I have been asked by Heather Kenyon to say a few words about adult animation, and believe me at 60 I feel like an adult alright. From my first day at Terrytoons to my last, which was by the way about 15 years, the conversation by animators always revolved about anticipation, squash and stretch, holds, timing, etc., etc. Two more frames here would make that hit funnier, two more frames there would make that hit slower. Disney did this and that and not only this but that too. On and on and on and on and on... It was fun at first, but then it got old. Very old. Wasn't there anything else to this business besides this? Oh, yeah, there was. This Disney studio kid was saved by merchandising, do you know that? Yeah, so make sure everything you do has a doll in mind. Because even if you blow it at the box office, the doll will save the studio. So then you can go on to do another picture that blows it in the box office, but the coloring books will save this one.
We all had to animate 50 feet a week, plus layout our own animation to stay on budget. With no pencil tests -- that's right, no pencil tests, you learned what you did on the final print three months later or not. That was Terrytoons. That was reality. We weren't allowed to finesse the animation like at Disney, so why talk about it endlessly? There had to be another way to beat them. (This stays true today. I just saw Tarzan and the animation is incredible. I think it is the best film Disney has ever done.)

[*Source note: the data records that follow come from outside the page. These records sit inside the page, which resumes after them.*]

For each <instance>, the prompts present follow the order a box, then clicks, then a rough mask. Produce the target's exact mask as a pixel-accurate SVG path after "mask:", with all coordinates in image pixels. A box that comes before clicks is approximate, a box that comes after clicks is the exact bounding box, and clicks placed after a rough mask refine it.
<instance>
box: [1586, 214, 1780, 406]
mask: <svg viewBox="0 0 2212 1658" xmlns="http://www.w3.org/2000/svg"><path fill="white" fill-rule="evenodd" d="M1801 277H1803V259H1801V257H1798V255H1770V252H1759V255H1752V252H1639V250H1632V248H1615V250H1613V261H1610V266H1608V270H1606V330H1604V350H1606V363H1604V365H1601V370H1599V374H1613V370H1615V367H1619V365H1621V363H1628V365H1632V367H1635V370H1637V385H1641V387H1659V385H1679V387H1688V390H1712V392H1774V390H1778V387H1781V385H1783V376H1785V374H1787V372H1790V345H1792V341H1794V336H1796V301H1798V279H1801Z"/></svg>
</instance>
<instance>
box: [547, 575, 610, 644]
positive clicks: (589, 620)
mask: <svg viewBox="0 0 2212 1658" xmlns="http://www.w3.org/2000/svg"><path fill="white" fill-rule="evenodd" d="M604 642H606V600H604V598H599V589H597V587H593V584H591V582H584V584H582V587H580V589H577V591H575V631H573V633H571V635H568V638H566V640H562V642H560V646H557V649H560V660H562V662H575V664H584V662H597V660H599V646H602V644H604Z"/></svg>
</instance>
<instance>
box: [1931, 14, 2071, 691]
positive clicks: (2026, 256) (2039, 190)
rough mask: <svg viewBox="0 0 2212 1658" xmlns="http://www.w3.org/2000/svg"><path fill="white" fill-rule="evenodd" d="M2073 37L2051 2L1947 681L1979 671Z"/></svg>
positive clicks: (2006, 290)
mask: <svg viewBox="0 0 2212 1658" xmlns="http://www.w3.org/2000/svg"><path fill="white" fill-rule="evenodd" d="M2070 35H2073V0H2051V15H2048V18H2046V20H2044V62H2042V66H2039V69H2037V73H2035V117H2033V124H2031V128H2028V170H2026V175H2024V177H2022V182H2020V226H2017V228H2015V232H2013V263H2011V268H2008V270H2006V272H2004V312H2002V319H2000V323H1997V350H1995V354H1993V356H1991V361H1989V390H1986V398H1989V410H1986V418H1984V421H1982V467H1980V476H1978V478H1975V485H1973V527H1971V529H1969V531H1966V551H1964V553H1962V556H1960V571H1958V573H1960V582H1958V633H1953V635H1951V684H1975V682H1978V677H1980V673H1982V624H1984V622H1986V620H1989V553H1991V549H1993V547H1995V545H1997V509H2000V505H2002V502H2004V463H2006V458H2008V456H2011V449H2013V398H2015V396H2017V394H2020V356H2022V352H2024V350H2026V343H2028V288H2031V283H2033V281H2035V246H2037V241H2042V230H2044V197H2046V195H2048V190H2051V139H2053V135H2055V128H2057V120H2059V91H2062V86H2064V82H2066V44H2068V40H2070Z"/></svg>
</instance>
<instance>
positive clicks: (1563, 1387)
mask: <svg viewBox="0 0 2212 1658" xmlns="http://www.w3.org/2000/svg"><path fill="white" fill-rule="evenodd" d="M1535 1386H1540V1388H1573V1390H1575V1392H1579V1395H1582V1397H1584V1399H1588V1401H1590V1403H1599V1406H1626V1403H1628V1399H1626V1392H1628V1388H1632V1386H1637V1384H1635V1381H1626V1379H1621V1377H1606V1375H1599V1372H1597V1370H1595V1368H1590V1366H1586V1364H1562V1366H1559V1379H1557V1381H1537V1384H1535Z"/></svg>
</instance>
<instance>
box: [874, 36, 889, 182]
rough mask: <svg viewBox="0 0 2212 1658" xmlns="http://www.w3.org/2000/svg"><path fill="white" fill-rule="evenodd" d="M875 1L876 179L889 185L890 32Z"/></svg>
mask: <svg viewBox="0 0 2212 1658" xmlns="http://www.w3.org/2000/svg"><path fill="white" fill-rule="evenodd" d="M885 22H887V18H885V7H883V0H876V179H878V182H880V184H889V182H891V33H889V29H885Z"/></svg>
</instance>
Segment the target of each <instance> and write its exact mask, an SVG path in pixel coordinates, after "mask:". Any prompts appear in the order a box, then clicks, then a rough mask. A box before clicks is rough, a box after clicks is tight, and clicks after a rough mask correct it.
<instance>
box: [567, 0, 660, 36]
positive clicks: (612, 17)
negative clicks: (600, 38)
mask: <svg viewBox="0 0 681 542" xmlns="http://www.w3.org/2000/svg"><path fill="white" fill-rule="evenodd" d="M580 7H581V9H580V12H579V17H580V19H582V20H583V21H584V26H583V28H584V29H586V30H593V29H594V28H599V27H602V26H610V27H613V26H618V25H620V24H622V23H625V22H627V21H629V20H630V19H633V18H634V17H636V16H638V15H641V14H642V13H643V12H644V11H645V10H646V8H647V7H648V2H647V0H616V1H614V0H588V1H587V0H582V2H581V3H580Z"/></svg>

As my hero animator, Jim Tyer, used to say, "Hey Ralph, stop worrying. Everything moves, so put it down, have fun and go home." Yeah, Jim had fun, more fun than any animator I knew at the time. He distorted, he drew off model -- yes, off model, and threw shapes around like he was Jackson Pollack, the animator. He had fun. The rest of the guys stared at Disney and cried, "If we could only do that, boo-hoo." Jim would walk around the inking department -- yes, hand-inking with Crokille pens -- telling the inkers, "Don't worry about where my line is, don't stiffen up the animation, keep it loose. The color will hold it together. Have fun. It is just cartoons." This, compared to another guy who would scream, "You wiggled the nose on that cel! What are you doing ruining my animation that way!"
To do whatever you want; to make statements like Bob Dylan marching down South for voting rights and integration; to hit a note like Miles Davis and John Coltrane; to be free like Rock 'n Roll taught: that's what was blowing in the wind during my youth, whether we realized it or not. On Fritz the Cat, Heavy Traffic, Hey, Good Lookin', Wizards, we had no pencil tests. What I did have was the brilliant golden age animators on my side. Who loved what they were doing -- finally. Virgil Ross, Irv Spence, Manny Perez, Bob Carlson, John Sperry, Ed Barge, Tex Avery (he was Irv Spence's best friend and used to come in and hang out a couple of times a week until he left the planet), John Vita... These guys loved what we were doing. They were free to create, to say anything and man, could they animate. Not the slick, boring, perfect stuff, but the "I really feel this scene" kinda stuff. I believe in what I am drawing. I believe in what I am drawing.
What adult animation means to me is not tits and ass, but the right to animate any subject or idea you have and let the ratings fall where they may. All I wanted to do was animate the things I thought about and not the dolls they thought about.
Good luck to everyone.
Love,
Ralph
P.S. When I first got to Hollywood to do the production of Fritz the Cat in 1970, I was greeted by a full page ad in Variety from about 50 well known Hollywood animators who told me I was destroying the Disney image and should go home. I didn't know who these guys were because I was from New York, so I threw the ad away. Anyone who could come up with that ad and send it to me via Animation World Network will receive a full Fritz the Cat set up from the bathtub sequence, background and cel, as a present from me. I want to know who those guys were now.